What You Need to Know About the New Tax Law

Here’s an overview of the new tax exclusion rules for the sale of a principal residence.

October 1, 1997

Buyers and sellers are asking questions about the tax implications of buying or selling a house as a result of the new federal tax law that was signed on Aug. 5.

Below are some questions and answers on the new law prepared by the NATIONAL ASSOCIATION OF REALTORS® Government Affairs. Real estate professionals can use these answers to help educate clients and customers about tax changes.

The information focuses on the new tax exclusion on the sale of a principal residence--$500,000 for married couples filing jointly and $250,000 for singles. This new exclusion replaces and expands the old $125,000 one-time exclusion allowed for taxpayers age 55 or older. Taxpayers selling their house can claim the new exclusion as often as once every two years. They no longer have to buy another house of equal or greater value to claim the exclusion.

Taxpayers must satisfy three tests to qualify for the new exclusion.

I bought my house in 1990 and I plan to sell it soon. How do I determine my basis for measuring gain when I sell?

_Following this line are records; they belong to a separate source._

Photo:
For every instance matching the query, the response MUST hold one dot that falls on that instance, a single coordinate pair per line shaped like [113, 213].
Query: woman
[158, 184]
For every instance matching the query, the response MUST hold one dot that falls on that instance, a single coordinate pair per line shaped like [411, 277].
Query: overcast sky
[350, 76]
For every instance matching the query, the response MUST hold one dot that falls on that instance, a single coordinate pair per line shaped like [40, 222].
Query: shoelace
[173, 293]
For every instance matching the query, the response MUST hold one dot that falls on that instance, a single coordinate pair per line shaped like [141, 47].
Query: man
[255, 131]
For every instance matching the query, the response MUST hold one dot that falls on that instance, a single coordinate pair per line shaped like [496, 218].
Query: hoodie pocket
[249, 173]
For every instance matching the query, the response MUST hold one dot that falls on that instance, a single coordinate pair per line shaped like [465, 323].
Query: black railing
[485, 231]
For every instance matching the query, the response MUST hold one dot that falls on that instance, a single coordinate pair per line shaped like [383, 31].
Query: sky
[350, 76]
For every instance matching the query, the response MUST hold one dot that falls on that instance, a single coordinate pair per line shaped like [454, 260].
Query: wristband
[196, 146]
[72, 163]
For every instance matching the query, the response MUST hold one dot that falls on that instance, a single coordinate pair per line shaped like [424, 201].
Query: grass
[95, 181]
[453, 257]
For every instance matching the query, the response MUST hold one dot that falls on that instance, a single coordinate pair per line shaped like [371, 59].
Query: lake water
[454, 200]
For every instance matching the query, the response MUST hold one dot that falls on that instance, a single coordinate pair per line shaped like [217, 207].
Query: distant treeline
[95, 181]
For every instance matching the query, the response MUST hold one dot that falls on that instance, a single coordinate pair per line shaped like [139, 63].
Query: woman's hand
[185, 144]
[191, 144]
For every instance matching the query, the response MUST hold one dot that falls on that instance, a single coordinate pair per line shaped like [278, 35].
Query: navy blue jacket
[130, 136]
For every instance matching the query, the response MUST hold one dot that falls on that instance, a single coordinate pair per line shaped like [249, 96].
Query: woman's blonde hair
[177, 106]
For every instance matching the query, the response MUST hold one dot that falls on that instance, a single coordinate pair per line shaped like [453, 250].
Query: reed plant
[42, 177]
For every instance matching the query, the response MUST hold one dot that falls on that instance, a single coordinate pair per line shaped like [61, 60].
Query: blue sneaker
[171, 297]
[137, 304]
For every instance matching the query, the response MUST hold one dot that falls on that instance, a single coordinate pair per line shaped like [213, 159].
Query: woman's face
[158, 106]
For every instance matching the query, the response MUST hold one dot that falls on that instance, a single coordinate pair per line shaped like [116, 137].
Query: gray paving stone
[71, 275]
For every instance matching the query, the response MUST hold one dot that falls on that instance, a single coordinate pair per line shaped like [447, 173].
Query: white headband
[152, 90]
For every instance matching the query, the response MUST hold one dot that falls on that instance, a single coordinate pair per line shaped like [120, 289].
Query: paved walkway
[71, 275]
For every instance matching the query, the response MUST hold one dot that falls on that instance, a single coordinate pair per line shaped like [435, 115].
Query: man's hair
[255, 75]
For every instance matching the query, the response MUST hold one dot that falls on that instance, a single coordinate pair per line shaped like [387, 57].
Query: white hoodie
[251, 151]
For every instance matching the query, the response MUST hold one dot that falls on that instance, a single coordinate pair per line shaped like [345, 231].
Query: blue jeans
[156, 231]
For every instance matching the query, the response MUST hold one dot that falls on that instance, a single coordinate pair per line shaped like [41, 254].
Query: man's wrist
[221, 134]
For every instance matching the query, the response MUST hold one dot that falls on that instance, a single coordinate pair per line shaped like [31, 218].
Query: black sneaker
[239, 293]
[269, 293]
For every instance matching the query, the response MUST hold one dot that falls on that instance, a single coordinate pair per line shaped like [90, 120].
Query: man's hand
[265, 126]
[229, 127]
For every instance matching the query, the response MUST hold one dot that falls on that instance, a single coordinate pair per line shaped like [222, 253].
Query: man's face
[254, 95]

The starting point is your purchase price for the residence you bought in 1990. From that you must subtract any gain that you realized and deferred from earlier transactions. If you did do a rollover, you should review the Form 2119, “Sale of Your Home,” that you filed with your tax return for the year you sold your earlier residence. That form will show the adjusted basis of your current residence after rollover of the earlier gain.

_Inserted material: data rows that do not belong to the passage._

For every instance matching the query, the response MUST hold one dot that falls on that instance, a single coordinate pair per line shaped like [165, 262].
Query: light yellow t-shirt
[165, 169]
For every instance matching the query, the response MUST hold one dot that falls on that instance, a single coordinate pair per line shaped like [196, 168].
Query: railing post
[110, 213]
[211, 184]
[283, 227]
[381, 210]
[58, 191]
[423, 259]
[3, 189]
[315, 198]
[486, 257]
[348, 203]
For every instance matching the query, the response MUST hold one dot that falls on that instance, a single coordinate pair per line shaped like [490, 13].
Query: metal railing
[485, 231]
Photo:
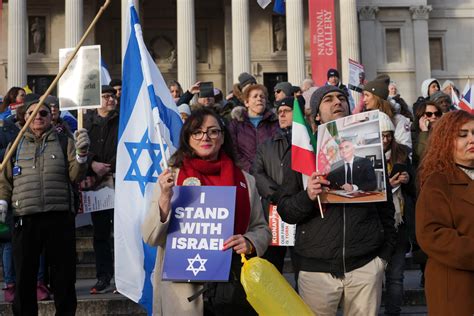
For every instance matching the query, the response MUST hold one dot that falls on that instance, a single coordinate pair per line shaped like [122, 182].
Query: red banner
[322, 26]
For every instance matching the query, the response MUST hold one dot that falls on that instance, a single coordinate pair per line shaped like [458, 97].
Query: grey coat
[170, 298]
[43, 184]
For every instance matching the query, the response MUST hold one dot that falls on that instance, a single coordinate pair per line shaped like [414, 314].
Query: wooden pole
[9, 154]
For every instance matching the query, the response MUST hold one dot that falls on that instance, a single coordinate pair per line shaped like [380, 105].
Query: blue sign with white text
[202, 219]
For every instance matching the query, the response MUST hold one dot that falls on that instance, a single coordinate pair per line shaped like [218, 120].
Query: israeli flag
[147, 110]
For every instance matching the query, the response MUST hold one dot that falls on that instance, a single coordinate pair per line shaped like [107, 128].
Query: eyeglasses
[284, 111]
[211, 133]
[108, 96]
[42, 113]
[430, 114]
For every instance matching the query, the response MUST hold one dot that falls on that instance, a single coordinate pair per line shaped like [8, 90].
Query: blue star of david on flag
[135, 150]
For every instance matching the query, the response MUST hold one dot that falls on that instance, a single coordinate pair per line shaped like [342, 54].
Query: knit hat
[379, 86]
[33, 98]
[52, 101]
[318, 95]
[386, 124]
[284, 86]
[439, 94]
[108, 89]
[184, 108]
[115, 82]
[290, 101]
[245, 79]
[333, 73]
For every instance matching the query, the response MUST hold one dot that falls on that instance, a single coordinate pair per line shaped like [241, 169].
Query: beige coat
[170, 298]
[445, 232]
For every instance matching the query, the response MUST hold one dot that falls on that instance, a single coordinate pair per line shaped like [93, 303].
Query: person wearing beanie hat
[335, 103]
[322, 245]
[117, 85]
[333, 80]
[282, 89]
[375, 93]
[401, 171]
[185, 111]
[442, 99]
[268, 170]
[246, 79]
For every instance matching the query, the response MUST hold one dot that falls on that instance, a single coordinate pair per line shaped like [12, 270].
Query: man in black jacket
[268, 169]
[102, 125]
[343, 255]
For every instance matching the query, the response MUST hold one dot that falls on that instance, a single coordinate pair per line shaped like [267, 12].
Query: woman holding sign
[205, 157]
[445, 215]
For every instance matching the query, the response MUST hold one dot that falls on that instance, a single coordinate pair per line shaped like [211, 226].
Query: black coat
[363, 174]
[268, 167]
[103, 133]
[349, 235]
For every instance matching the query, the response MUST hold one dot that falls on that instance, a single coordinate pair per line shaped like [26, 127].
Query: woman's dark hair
[174, 83]
[193, 123]
[10, 98]
[398, 152]
[404, 110]
[420, 111]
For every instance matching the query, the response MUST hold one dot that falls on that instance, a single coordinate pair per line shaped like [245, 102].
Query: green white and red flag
[303, 143]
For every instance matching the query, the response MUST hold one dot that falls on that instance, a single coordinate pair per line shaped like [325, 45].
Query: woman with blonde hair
[375, 98]
[445, 217]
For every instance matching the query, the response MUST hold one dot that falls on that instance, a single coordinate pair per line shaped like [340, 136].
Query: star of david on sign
[135, 150]
[201, 267]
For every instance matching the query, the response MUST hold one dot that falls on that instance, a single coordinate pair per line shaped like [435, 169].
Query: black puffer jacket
[349, 235]
[103, 133]
[268, 167]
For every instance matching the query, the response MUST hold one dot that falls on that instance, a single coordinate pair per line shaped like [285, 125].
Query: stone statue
[38, 34]
[279, 30]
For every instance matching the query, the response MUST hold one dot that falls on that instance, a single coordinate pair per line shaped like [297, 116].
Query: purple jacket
[246, 137]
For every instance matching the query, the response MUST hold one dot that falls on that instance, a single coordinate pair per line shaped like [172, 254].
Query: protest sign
[323, 38]
[80, 86]
[202, 219]
[283, 234]
[350, 152]
[356, 76]
[99, 199]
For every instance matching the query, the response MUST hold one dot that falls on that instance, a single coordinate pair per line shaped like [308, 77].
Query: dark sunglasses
[42, 113]
[430, 114]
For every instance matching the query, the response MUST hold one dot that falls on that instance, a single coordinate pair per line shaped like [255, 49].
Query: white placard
[80, 86]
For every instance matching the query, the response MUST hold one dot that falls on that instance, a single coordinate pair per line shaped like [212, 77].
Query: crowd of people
[243, 139]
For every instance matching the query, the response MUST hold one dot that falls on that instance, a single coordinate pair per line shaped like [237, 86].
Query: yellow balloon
[268, 291]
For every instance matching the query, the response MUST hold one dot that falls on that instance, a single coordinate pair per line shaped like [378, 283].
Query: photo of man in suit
[352, 173]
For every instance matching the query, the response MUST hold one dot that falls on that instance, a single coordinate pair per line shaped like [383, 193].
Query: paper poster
[283, 234]
[350, 153]
[356, 76]
[80, 86]
[202, 219]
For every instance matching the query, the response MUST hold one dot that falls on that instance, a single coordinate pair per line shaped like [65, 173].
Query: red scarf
[222, 172]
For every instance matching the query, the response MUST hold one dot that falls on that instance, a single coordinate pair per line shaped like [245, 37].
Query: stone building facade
[215, 40]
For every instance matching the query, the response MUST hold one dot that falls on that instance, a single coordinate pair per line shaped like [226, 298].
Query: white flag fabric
[145, 102]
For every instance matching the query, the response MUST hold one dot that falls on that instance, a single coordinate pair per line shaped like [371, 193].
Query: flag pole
[53, 84]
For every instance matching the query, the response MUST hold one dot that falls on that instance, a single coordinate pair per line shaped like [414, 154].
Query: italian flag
[303, 143]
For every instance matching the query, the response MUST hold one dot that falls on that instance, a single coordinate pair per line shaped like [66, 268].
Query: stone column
[295, 41]
[186, 43]
[74, 15]
[240, 38]
[420, 16]
[367, 31]
[125, 32]
[17, 43]
[349, 36]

Whether you start with the actual purchase price or an adjusted basis as determined in a prior rollover transaction, your basis is increased by adding the cost of major improvements or special tax assessments and subtracting any depreciation (e.g., which you might have taken as a prior home office deduction). The instructions for Form 2119 include a detailed work sheet to help you determine your correct basis.

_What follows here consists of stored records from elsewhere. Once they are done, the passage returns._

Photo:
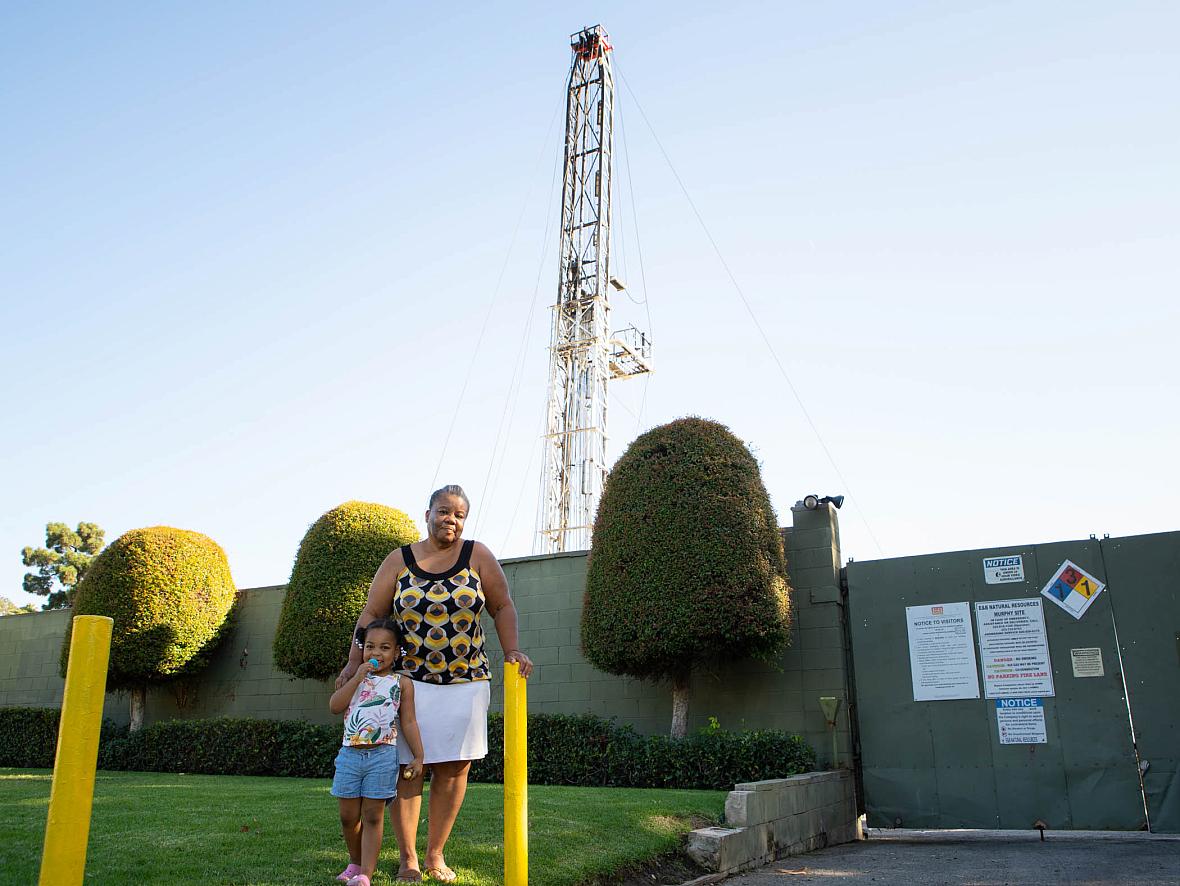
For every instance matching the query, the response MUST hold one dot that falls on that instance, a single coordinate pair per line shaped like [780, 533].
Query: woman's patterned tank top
[439, 615]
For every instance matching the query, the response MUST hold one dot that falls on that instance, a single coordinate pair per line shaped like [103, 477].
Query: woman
[437, 590]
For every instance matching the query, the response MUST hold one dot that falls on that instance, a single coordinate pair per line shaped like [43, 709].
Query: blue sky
[255, 257]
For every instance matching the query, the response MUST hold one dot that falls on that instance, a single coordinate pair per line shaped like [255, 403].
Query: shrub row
[563, 749]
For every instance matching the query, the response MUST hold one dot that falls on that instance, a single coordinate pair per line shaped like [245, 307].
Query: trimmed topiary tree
[170, 594]
[687, 563]
[335, 564]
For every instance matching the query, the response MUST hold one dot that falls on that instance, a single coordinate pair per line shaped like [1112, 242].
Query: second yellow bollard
[516, 778]
[67, 829]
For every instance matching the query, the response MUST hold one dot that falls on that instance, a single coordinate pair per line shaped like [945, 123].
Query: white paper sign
[1014, 649]
[1073, 589]
[1021, 721]
[1002, 570]
[942, 656]
[1087, 661]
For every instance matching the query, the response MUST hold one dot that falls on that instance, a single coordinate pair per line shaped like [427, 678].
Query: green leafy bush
[589, 750]
[28, 736]
[335, 564]
[169, 591]
[563, 749]
[687, 562]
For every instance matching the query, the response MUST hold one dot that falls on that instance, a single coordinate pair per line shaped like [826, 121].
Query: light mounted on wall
[812, 501]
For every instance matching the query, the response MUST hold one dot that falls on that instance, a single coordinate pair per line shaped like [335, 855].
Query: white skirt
[452, 720]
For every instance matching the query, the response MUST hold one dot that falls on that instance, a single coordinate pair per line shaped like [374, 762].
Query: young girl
[378, 703]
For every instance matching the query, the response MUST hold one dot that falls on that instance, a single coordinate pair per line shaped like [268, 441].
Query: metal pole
[516, 778]
[64, 854]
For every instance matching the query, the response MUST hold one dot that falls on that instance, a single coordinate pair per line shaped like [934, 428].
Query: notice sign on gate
[1073, 589]
[942, 656]
[1021, 721]
[1014, 649]
[1002, 570]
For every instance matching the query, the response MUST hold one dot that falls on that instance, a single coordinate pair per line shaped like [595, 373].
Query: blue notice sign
[1021, 721]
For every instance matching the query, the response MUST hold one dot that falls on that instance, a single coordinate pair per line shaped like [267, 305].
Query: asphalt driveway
[917, 858]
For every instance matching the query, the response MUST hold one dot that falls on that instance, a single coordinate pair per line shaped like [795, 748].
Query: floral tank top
[372, 716]
[439, 615]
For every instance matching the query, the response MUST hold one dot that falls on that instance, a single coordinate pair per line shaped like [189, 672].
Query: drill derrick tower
[583, 353]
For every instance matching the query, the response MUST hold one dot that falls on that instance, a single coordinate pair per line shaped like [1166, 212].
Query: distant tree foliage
[687, 563]
[170, 592]
[61, 563]
[7, 608]
[329, 582]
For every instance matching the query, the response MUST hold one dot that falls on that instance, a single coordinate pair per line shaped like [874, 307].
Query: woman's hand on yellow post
[523, 662]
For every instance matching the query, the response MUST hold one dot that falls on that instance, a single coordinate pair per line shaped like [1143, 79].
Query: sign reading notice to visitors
[1087, 661]
[1021, 721]
[1002, 570]
[1013, 648]
[942, 656]
[1073, 589]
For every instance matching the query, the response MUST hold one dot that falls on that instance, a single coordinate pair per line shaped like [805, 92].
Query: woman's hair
[387, 624]
[452, 490]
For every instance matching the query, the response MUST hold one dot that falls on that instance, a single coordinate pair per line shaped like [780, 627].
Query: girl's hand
[346, 675]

I sold my house on Sept. 1, 1997, and qualified for the $500,000 exclusion. On Sept. 2, 1997, I bought a new house for $150,000. I plan to sell it as soon as I again qualify for the exclusion. How do I determine my basis for measuring gain when I sell?

Your basis will simply be the purchase price of the $150,000 home plus improvements. The fact that you claim the $500,000 exclusion does not affect the basis of any residence you later purchase.

My spouse and I purchased a residence more than five years ago, lived in it for a while, then converted it to a rental property. If we sell this property today, we’ll have used it as our principal residence for fewer than two of the past five years. Can we still claim a portion of the exclusion?

No. If you fail any of the tests, you do not qualify for any portion of the exclusion, except under special circumstances involving employment or health.

How Do I Qualify for the $250,000/$500,000 Exclusion?

You must satisfy three tests:

  1. Ownership test--You must have owned the residence for at least two years of the five years preceding the date of sale.
  2. Use test--You must have used the property as your principal residence for two of the five years preceding the sale. Special note: If the residence you’re selling was acquired in a rollover transaction, you may be allowed to include the period of time you owned and used your former principal residence(s) for purposes of the ownership and use tests. You should consult your tax adviser to determine whether you qualify.
  3. Waiting-period test--You must not have used this exclusion for any sale during the preceding two-year period.